A proposal to rezone a single-family house to allow a beauty shop along East Elm Street ended up in more controversy than the property owner had envisioned.
James N. Norris, Jr. approached Graham’s planning board Tuesday night, seeking a B-2 (business) rezoning for a house at the corner of East Elm and North Melville streets.
Norris explained that his daughter, Brooke Norris, hopes to operate a beauty salon at the location. She told The Alamance News she hopes to open Magnolia Beauty Studio at the site.
However, planning board members were reticent to go along with an open-ended business rezoning that could allow many other uses on the property, which would be the only B-2 zoning on the 300-block of East Elm, on either side of the thoroughfare.
An office and institutional corner lot is opposite the 300 East Elm Street address, but most of the other zoning designations along both sides of the street are residential.
It was explained that the zoning designation, once granted, conveys with any subsequent sale of the property, and members worried over a potential car wash, convenience store, or other use that would be far removed from Norris’ request for his daughter to have a beauty shop operation.

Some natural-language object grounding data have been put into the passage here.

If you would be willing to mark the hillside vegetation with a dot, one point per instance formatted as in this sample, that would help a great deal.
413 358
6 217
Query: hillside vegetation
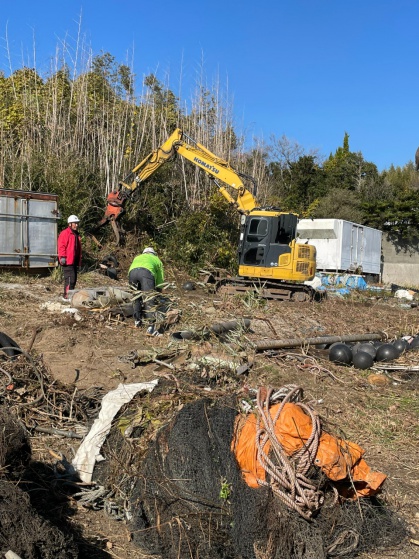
77 134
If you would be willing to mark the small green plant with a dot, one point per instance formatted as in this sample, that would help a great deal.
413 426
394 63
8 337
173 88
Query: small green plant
225 490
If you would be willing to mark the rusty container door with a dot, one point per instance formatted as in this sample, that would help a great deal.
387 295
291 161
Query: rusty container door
28 229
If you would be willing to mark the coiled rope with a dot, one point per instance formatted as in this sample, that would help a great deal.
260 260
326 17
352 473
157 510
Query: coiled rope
288 475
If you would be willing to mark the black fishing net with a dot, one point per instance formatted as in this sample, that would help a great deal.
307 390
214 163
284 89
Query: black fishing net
189 500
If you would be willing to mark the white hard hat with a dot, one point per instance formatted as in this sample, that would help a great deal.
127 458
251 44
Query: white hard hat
149 250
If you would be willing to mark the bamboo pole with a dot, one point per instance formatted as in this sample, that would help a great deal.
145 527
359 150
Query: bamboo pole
263 345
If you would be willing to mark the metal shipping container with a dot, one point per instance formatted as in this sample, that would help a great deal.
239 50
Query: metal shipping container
28 229
342 246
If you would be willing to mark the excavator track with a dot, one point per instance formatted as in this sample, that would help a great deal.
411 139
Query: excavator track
281 291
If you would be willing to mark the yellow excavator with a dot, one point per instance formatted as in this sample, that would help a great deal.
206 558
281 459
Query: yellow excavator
270 259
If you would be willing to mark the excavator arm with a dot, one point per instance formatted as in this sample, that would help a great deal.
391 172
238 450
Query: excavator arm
219 170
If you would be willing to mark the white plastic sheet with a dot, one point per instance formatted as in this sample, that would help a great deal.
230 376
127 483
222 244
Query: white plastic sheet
89 451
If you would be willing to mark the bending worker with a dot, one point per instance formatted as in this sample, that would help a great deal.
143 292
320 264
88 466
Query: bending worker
146 274
69 253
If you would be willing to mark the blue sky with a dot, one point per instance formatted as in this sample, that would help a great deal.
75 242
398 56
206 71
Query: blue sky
306 69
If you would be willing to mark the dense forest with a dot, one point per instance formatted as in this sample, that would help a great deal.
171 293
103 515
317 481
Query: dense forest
77 135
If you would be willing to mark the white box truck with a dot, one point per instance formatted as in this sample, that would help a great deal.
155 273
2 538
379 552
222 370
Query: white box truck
343 246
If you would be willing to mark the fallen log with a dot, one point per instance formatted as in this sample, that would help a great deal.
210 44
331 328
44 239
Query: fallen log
263 345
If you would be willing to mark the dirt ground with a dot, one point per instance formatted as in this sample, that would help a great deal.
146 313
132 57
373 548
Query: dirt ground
379 413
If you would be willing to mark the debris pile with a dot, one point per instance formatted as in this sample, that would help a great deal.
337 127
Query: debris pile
188 497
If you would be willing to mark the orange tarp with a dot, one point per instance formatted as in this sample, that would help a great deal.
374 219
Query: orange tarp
338 459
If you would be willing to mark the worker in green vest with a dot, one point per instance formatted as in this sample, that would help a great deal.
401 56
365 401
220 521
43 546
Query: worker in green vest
146 274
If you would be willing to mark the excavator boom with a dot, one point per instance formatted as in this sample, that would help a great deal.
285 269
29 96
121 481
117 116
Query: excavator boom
267 250
216 168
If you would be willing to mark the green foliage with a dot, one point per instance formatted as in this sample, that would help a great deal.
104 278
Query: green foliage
207 236
339 204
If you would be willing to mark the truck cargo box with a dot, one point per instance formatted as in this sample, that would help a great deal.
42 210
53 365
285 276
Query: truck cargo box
342 245
28 229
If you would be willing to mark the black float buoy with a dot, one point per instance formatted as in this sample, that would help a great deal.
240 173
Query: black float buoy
400 344
366 347
340 353
362 360
387 352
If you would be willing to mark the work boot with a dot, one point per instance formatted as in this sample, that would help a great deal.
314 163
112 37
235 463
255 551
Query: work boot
151 331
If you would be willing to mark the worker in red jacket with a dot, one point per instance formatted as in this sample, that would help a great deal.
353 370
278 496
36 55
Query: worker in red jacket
69 253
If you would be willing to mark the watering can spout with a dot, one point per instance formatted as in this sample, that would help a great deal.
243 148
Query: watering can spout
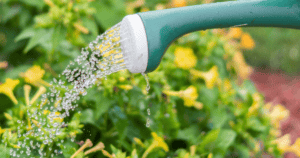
162 27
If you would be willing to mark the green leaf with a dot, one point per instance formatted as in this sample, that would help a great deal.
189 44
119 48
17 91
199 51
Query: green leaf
15 72
39 37
10 12
35 3
90 25
87 116
243 151
68 148
254 124
208 97
118 152
26 33
189 134
218 117
119 119
225 139
4 151
58 36
108 14
210 137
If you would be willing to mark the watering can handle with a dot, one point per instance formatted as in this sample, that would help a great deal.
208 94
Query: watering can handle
164 26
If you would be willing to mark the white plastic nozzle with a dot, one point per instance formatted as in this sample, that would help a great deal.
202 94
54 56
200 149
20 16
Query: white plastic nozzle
134 43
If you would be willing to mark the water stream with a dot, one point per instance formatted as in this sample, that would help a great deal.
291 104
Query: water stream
101 58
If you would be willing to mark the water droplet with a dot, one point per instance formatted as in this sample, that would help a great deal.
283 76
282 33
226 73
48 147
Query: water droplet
147 81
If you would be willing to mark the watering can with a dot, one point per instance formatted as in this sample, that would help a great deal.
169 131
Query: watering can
149 34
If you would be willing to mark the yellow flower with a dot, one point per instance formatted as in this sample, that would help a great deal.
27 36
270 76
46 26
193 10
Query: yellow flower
210 77
283 143
159 7
178 3
2 130
247 42
139 142
27 89
189 96
295 148
122 79
8 87
34 76
81 28
255 105
235 32
3 64
158 142
239 63
125 87
185 58
7 116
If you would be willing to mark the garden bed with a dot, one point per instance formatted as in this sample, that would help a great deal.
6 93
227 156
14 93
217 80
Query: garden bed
279 88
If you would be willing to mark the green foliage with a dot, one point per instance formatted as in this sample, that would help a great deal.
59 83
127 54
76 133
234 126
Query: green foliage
50 33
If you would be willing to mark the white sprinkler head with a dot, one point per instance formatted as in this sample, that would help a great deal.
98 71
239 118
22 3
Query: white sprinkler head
134 43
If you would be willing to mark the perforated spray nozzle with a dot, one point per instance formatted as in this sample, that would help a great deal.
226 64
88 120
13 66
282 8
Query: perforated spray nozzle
150 33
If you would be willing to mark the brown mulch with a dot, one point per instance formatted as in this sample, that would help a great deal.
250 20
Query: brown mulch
279 88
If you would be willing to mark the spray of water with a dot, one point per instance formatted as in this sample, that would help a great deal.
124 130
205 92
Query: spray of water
101 58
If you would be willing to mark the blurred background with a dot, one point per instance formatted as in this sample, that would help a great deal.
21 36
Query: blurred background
27 26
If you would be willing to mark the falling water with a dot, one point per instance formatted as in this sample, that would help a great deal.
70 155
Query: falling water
148 109
101 58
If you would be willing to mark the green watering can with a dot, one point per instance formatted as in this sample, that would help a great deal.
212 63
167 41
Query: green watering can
146 36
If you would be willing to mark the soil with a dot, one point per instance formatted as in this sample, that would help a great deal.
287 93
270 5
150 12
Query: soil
280 88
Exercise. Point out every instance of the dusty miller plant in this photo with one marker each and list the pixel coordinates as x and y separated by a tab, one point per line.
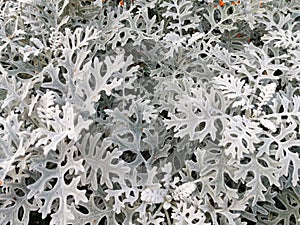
150	112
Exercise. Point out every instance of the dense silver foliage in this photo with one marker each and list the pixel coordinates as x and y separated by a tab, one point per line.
150	112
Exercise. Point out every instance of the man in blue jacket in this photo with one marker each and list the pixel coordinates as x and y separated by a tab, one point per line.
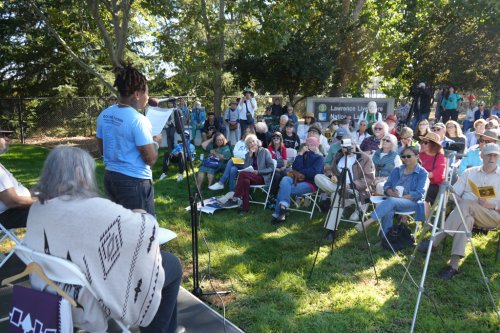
308	163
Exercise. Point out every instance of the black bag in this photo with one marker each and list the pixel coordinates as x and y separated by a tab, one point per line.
399	236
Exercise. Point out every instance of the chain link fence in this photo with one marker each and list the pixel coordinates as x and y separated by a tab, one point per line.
40	117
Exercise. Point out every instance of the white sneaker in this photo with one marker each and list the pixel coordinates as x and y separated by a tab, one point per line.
215	187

Planning board members discussed whether Norris’ best option might be to propose a residential zoning with a conditional use that would specify the limited functions that his daughter envisions on site: beauty parlor, nail salon, etc.
They hinted that he should consider withdrawing his pending rezoning request and work with the city’s planner, Cameron West, on a more suitable, narrowly-tailored rezoning request that the board could consider next month.
Norris then withdrew his B-2 rezoning request.